Alasan saya membuka rekening di bank syariah adalah untuk mendapatkan ketentraman secara ruhani, sebab bank syariah tidak menggunakan sistem ribawi dalam operasionalnya, yaitu sistem bunga uang yang diharamkan oleh agama.
“Dan Allah menghalalkan jual beli dan mengharamkan riba”. (Qs.Al Baqarah:275).

Saya yakin Anda semua sudah faham tentang riba atau rente.
   Misalnya anda meminjam Rp1000,- kepada seseorang atau kepada bank, lalu orang atau bank tersebut mewajibkan Anda mengembalikannya sebesar Rp1100, maka Rp100 kelebihannya itu adalah riba, sesuatu yang sudah diharamkan oleh agama.
Bank Syariah
   Mulanya saya menabung atau menyimpan deposito di Bank Syariah tentu saja dengan keyakinan seperti itu. Saya mendapatkan bagi hasil per bulan dari uang yang saya simpan di bank. Darimana bagi hasil itu diperoleh? Pihak bank memutar uang nasabah untuk berbagai usaha yang menghasilkan profit, lalu bank mendapat keuntungan dari usaha tersebut. Keuntungan tersebut dibagi dua dengan nasabah, yang kisaran proporsinya biasanya sudah ditetapkan, misalnya 40% : 60% yang artinya 40% profit untuk nasabah dan 60% untuk bank. Jika untungnya besar, maka bagi hasilnya juga besar, jika untungnya kecil maka bagi hasilnya turun. Jika usaha tersebut mendatangkan kerugian, maka nasabah juga ikut menanggung rugi dengan tidak mendapat bagi hasil sama sekali. Ibaratnya berat sama dipikul dan ringan sama dijinjing. Kalau untung dinikmati bersama-sama, kalau rugi ya sama-sama juga.

Bank konvensional
Bagi hasil itu dinamakan bunga (interest). Besar bunga fluktuatif dari awal, misalnya sekarang 8%. Hanya bedanya, jika bank mengalami kerugian dalam usahanya, maka nasabah tidak ikut menanggung kerugian, nasabah tetap saja mendapat bunga simpanan sebesar 8% tadi. Sebaliknya, jika bank mendapat untung besar dari memutar uang nasabah, bunga untuk nasabah tetap saja 8% sedangkan bank menikmati untung besar.
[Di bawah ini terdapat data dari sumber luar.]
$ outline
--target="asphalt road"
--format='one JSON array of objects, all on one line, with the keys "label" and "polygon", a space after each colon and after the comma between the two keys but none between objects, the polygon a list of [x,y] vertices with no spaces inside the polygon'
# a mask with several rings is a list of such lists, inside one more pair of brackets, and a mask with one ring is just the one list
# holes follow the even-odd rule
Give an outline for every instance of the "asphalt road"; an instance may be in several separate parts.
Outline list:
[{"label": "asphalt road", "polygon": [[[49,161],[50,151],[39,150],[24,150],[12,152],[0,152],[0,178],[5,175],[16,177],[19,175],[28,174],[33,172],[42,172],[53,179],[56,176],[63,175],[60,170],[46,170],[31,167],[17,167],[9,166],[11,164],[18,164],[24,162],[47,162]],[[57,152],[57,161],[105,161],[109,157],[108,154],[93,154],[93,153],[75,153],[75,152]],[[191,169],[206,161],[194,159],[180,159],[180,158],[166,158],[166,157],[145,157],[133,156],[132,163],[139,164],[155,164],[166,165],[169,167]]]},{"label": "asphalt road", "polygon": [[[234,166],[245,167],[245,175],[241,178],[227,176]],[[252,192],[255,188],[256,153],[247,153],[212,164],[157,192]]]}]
Dilihat dari kedua perbandingan di atas,  maka sistem bagi hasil pada bank syariah terasa lebih adil dan manusiawi.
Baiklah, kalau soal simpan-menyimpan uang tidak ada keraguan bagi saya tentang bank syariah. Saya menyetujui sistem bagi hasil seperti itu. Keraguan saya mulai timbul ketika membaca tentang proses meminjam uang dari Bank Syariah.
Misalnya :
Anda meminjam uang untuk kredit membeli rumah (KPR), atau meminjam uang untuk dana talangan haji, sebesar Rp10 juta. Phak Bank setelah melakukan survei lalu menyetujui usulan pinjaman anda, mereka memberikan anda pinjaman uang Rp10 juta dengan didahului proses akad (yang istilahnya bermacam-macam). Dalam akad itu Anda dan bank menyepakati skema pembiayaan (pengembalian uang). Katakanlah anda nanti harus membayar kembalian sebesar Rp12 juta dengan cara mencicilnya per bulan, misalnya mencicil pembayaran sebesar Rp1.200.000/bulan selama sepuluh bulan. Di sini bank mengambil keuntungan Rp2 juta dari pinjaman Anda. 

Dari contoh peminjaman uang yang saya paparkan di atas, maka saya jadi bertanya-tanya, apa bedanya model bank syariah sekarang ini dengan bank konvensional?
Menurut pendapat saya yang awam ini, mereka sama-sama memungut riba, hanya istilahnya saja yang berbeda. Pada bank konvensional namanya bunga, pada Bank Syariah namanya skema bagi hasil. Intinya sama saja, yaitu riba.
Pada bank konvensional skema pengembaliannya adalah membayar pinjaman plus bunganya, sedangkan pada bank syariah namanya mencicil per bulan. Pada bank syariah ada istilah akad kredit, pada bank konvensional namanya skema kredit (atau apapun namanya).
Pada hekekatnya, praktek keduanya sama saja. Malah, pada beberapa kasus saya pernah mendengar bank syariah lebih “kejam” daripada bank konvensional, sebab mereka menerapkan “bunga” lebih tinggi daripada bank konvensional.
Pada tulisan itu dikemukakan perdebatan yang terjadi anatra pendukung bank syariah dengan pihak yang tidak mendukung, masing-masing merasa yakin dengan argumentasinya.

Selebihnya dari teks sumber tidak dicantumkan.